Draft: Sudoku blog post

2025-01-21 01:56:54 +01:00
parent 1173d1c5c4
commit 0fe5cf0883
3 changed files with 166 additions and 0 deletions
--- a/site/content/posts/exploration-fun-and-process-cycles-of-sudoku.md
+++ b/site/content/posts/exploration-fun-and-process-cycles-of-sudoku.md
@ -0,0 +1,166 @@
+---
+title: "Exploration, fun, and process cycles of Sudoku"
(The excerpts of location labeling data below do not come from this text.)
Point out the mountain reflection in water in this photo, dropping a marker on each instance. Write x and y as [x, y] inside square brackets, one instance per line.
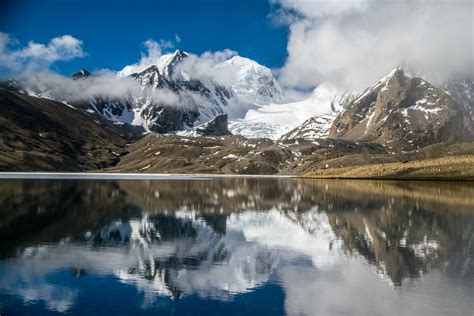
[271, 246]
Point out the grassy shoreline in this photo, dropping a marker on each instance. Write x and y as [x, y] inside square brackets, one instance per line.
[454, 168]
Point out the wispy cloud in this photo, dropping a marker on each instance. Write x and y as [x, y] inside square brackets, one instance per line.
[353, 43]
[15, 59]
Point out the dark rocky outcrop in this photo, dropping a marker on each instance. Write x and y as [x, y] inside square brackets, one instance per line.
[402, 111]
[216, 127]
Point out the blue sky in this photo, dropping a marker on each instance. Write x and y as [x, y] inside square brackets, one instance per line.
[113, 32]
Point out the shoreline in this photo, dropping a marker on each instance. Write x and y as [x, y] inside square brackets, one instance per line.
[127, 176]
[196, 176]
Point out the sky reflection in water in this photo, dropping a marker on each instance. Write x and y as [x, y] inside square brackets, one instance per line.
[266, 246]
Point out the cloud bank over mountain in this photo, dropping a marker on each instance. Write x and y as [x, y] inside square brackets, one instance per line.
[354, 43]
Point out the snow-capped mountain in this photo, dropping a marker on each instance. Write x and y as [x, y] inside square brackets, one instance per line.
[403, 110]
[282, 119]
[199, 99]
[253, 82]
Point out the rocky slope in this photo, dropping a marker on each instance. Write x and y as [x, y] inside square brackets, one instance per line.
[41, 134]
[402, 111]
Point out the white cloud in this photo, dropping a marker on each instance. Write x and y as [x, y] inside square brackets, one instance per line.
[154, 50]
[14, 59]
[203, 67]
[353, 43]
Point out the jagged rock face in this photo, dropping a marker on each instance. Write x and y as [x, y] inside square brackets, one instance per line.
[151, 77]
[198, 102]
[401, 111]
[216, 127]
[462, 91]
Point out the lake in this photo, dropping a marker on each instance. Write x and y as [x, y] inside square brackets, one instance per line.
[236, 246]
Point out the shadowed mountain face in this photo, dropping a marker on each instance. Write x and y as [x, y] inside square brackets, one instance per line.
[42, 134]
[404, 111]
+date: 2025-01-20T23:33:06+01:00
+draft: true
+---
+
+# The idea
+I like to play games, or play with puzzles. Even better, if I can automate solving 1-off single puzzles like Sudoku puzzles I can write an algorithm to solve them and I will never have to play them ever again.
+
+[Sudoku puzzles](https://en.wikipedia.org/wiki/Sudoku) have been around for a while and with them [algorithms to solve them](https://en.wikipedia.org/wiki/Sudoku_solving_algorithms). Most of them revolve around throwing random numbers against and see what sticks, intelligent guesswork and finally coming to a solution. I wanted to take a different approach: brute-force all possible solutions, store  them in a database. And when I want to have a sudoku puzzle solved I just query the database and it returns all possible solutions.
+
+This idea has been in the back of my mind for close to a decade and late last year I decided to take a shot at it. I dusted off my trusty Go language skills as I a) wanted to learn the language a bit better and b) wanted to use Go routines to easily (ab)use all my CPU cores in this new quest of mine, and finally c) I am terribad at math, so I am working with the tools I have.
+
+# Lay of the land
+Classic Sudoku puzzles have 9 blocks in a 3x3 grid with each block containing all the digits from 1 to 9, each block consistent out of 3x3 digits. The puzzle setter provides a partially complete grid and its up to you to solve them, which usually have only a single solution.
+
+Example puzzle:
+
+![Example Sudoku Puzzle](/static/Sudoku_Puzzle_by_L2G-20050714_standardized_layout.svg.png)
+
+( _Honestly stolen from Wikipedia._ )
+
+The first step is to come up with all these unique blocks. As these are the puzzle pieces I need to work with. What I did was the following:
+
+1. Iterate from the lowest possible number (`123456789`) to the highest possible number (`987654321`).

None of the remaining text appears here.